By: Zach Henkin, Program Director
(February 27, 2017) – This month I had the opportunity to attend and present at the Nordic EV Summit in Drammen, Norway. For an event focused on discussing the future of electric mobility, the choice of Norway as the host country was appropriate. There are few places in the world that are examples of how quickly the adoption of electric vehicles can be realized – and Norway is one of those places! This small Nordic country could easily have taken a different approach, relying on their North Sea oil production to fuel their cars, trucks, and trains. Instead, the country is leveraging their renewable hydroelectricity to power a multitude of clean transportation options. Inexpensive, emissions-free electricity paired with a mix of consumer incentives are encouraging thousands of Norwegians to drive electric.
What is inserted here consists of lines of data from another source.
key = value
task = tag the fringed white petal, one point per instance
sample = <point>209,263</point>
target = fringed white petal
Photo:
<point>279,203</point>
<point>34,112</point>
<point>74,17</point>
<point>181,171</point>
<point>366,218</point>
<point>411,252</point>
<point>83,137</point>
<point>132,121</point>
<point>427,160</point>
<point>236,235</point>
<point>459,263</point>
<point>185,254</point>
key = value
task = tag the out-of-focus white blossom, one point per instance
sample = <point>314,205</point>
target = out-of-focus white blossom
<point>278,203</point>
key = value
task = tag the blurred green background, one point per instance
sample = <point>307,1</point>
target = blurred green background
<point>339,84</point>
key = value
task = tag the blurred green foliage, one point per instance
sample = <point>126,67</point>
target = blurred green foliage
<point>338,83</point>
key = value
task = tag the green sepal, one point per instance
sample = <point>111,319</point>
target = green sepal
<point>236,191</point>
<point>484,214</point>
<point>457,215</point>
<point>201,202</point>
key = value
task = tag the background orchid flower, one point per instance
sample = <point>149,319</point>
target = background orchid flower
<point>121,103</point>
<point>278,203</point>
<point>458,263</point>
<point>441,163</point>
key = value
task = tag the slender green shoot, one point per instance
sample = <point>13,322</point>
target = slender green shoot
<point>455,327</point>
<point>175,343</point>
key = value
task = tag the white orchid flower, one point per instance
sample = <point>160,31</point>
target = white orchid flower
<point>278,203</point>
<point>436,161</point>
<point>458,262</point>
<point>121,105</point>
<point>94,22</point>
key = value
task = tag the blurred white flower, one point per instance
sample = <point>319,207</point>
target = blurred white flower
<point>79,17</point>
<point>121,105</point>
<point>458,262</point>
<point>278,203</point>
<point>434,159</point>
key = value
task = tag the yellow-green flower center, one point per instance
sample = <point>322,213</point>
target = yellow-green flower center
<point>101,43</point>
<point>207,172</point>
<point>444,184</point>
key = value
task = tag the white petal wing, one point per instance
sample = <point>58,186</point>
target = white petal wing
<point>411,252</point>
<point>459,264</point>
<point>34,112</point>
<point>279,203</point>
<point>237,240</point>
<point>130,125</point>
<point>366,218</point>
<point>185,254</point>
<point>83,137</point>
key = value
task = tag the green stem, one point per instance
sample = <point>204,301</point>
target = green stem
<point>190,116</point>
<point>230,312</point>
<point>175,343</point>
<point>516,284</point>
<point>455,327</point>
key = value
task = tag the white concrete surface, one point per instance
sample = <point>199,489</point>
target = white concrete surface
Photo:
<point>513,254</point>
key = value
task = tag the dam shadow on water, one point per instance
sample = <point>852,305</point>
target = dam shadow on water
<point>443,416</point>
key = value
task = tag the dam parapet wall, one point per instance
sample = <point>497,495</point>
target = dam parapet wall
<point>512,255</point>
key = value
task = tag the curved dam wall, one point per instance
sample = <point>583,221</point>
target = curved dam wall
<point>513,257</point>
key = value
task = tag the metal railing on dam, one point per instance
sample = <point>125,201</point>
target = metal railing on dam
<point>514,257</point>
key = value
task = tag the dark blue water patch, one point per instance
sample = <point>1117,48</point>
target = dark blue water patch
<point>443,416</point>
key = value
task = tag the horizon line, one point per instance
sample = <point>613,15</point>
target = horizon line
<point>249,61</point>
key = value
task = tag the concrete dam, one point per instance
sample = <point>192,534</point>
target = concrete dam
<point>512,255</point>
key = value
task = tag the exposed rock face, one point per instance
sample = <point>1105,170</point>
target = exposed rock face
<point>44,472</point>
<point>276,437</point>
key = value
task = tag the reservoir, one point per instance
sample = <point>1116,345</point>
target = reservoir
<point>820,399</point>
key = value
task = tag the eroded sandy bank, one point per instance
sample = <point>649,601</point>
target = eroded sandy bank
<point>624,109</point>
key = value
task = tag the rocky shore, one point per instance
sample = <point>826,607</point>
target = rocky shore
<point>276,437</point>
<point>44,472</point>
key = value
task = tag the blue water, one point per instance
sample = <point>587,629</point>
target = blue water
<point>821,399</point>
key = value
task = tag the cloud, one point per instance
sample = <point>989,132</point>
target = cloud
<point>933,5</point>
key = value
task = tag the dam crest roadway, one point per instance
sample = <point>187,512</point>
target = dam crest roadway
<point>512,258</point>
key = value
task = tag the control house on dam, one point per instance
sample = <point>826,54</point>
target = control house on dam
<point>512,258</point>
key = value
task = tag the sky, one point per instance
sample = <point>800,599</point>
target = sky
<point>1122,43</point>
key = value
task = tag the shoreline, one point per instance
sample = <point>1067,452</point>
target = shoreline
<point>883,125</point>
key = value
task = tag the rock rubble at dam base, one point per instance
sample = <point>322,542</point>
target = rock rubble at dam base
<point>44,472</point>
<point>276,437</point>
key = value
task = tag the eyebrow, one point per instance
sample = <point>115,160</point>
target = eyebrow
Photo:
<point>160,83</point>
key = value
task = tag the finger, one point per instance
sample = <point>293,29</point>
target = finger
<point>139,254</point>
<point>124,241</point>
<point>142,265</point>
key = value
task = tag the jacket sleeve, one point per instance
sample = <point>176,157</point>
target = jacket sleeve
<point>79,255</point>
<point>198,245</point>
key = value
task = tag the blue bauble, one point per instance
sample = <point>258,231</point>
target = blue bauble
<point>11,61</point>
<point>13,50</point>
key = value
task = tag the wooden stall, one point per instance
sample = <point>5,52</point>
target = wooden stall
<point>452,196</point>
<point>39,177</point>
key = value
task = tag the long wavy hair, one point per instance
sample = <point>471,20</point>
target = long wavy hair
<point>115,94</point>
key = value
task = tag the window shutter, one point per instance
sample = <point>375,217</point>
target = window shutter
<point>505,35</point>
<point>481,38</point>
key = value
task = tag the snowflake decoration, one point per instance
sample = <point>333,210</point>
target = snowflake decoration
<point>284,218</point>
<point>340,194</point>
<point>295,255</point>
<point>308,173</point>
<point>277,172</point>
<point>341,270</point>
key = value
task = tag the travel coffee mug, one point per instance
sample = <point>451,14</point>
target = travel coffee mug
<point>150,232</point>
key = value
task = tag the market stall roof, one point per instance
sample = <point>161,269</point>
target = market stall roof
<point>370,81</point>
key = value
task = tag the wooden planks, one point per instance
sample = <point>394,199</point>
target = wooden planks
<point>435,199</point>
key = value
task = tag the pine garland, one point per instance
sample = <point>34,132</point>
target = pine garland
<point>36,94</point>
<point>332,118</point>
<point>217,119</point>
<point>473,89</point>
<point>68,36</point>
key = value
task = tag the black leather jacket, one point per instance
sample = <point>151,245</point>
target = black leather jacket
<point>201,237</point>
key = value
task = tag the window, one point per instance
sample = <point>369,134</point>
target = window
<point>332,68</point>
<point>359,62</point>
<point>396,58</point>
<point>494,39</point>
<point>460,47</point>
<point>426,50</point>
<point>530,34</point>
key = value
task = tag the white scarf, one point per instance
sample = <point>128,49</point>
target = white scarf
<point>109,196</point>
Norway is a case study for showing that incentives spur adoption. The country of Norway has some of the most substantial monetary and non-monetary incentives for electric vehicles in the world including a purchase incentive for electric vehicles, reductions in registration fees and taxes, a home charger incentive, privileged car and bus lane use, exclusive and free parking, and preferential toll charges. This commitment to electric vehicles has led Norway to be the first country to move past the early adopter market, with an incredible 37% of new cars sales being electric. The variety of incentives Norway offers can serve as a model for other cities and states as they design policies to increase the adoption of electric vehicles.
Interestingly, Norway and Oregon have some similarities. Both have populations of around 5 million and electrical grids powered primarily by hydroelectricity. Both have collaborative, supportive industry, government, and non-profit groups working to strengthen the plug-in electric vehicle market and robust public charging networks. Key cities in Norway and Oregon, including Oslo and Portland, respectively, are committed to promoting bicycling, walking, and public transit, while realizing that, if their residents must drive, they ought to be driving electric. Looking ahead, both regions are moving toward a future where their residents no longer see the vehicle as a product to buy, but will pay for transport as part of a mobility experience. The one key difference is that Oregon, unlike Norway, does not currently have a vehicle rebate incentive, but Drive Oregon is working hard to make that a reality this year.
One of my key takeaways from the event was that there are successful strategies in Norway and Europe that we can implement here to hit our goals. These include:
- Co-location of DC fast charging formats (CCS, CHAdeMO, Tesla)
- Siting of DC Fast charging in locations people want to be at
- Installing charging in the right-of-way
- Transitioning to faster fast-charging (150 kW+)
- Bold commitments from cities, state, and other local government
Drive Oregon is advocating for and engaged in many of these strategies already, and the connections I made at the Nordic EV Summit will further boost our efforts.
Norway has taken a leadership role within the Nordics and Europe, showing that it is possible to transition a nation’s transportation sector away from fossil fuels. In Oregon, the transportation sector is one of the largest sources of our state’s greenhouse gas emissions. It will take bold leadership, like Norway’s, to move us to a cleaner future.